Squier Waney, Mack Julie, Green Alex, Aziz Tipu
Neuropathology, John Radcliffe Hospital, Oxford, UK.
Childs Nerv Syst. 2012 Dec;28(12):2005-15. doi: 10.1007/s00381-012-1870-1. Epub 2012 Aug 11.
This paper reviews the evidence in support of the hypothesis that the trigeminal system mediates brain swelling associated with subdural bleeding. The trigeminovascular system has been extensively studied in migraine; it may play an important but under-recognized role in the response to head trauma. Nerve fibers originating in trigeminal ganglion cells are the primary sensors of head trauma and, through their collateral innervation of the intracranial and dural blood vessels, are capable of inciting a cascade of vascular responses and brain swelling. The extensive trigeminal representation in the brainstem initiates and augments autonomic responses. Blood and tissue injury in the dura incite neurogenic inflammatory responses capable of sensitizing dural nerves and potentiating the response to trauma.

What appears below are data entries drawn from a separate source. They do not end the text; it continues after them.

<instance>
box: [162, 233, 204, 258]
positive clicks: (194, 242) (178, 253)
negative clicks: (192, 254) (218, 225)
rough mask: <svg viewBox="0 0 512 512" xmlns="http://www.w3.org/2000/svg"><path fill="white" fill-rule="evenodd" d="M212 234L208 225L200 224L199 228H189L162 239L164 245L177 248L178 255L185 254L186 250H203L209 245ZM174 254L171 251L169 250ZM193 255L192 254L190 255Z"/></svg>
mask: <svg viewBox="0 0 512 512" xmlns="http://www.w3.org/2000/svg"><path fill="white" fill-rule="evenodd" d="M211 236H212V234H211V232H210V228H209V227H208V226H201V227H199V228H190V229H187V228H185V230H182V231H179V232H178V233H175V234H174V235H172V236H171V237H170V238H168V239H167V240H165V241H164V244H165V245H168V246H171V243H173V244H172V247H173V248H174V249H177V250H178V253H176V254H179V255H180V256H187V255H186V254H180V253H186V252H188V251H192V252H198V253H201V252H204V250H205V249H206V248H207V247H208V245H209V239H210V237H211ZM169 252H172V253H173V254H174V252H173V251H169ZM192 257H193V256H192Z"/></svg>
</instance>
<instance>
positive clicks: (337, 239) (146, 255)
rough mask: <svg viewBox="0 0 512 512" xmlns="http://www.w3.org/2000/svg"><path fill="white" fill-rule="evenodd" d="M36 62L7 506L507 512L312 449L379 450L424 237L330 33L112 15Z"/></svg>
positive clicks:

The trigeminal system may provide the anatomo-physiological link between small-volume, thin subdural bleeds and swelling of the underlying brain. This physiology may help to explain the poorly understood phenomena of "second-impact syndrome," the infant response to subdural bleeding (the "big black brain"), as well as post-traumatic subdural effusions. Considerable age-specific differences in the density of dural innervation exist; age-specific responses of this innervation may explain differences in the brain's response to trauma in the young. An understanding of this pathophysiology is crucial to the development of intervention and treatment of these conditions. Antagonists to specific neuropeptides of the trigeminal system modify brain swelling after trauma and should be further explored as potential therapy in brain trauma and subdural bleeding.
本文回顾了支持三叉神经系统介导与硬膜下出血相关的脑肿胀这一假说的证据。三叉神经血管系统在偏头痛研究中已得到广泛研究;它可能在头部创伤反应中发挥重要但未被充分认识的作用。起源于三叉神经节细胞的神经纤维是头部创伤的主要传感器,通过其对颅内和硬脑膜血管的侧支神经支配,能够引发一系列血管反应和脑肿胀。脑干中广泛的三叉神经代表区启动并增强自主反应。硬脑膜中的血液和组织损伤引发神经源性炎症反应,能够使硬脑膜神经敏感化并增强对创伤的反应。
三叉神经系统可能为小体积、薄层硬膜下出血与下层脑组织肿胀之间提供解剖生理联系。这种生理机制可能有助于解释“二次撞击综合征”这一理解不足的现象、婴儿对硬膜下出血的反应(“大黑脑”)以及创伤后硬膜下积液。硬脑膜神经支配密度存在显著的年龄特异性差异;这种神经支配的年龄特异性反应可能解释了年轻人脑部对创伤反应的差异。了解这种病理生理学对于开发这些病症的干预和治疗方法至关重要。三叉神经系统特定神经肽的拮抗剂可减轻创伤后脑肿胀,应进一步探索其作为脑创伤和硬膜下出血潜在治疗方法的可能性。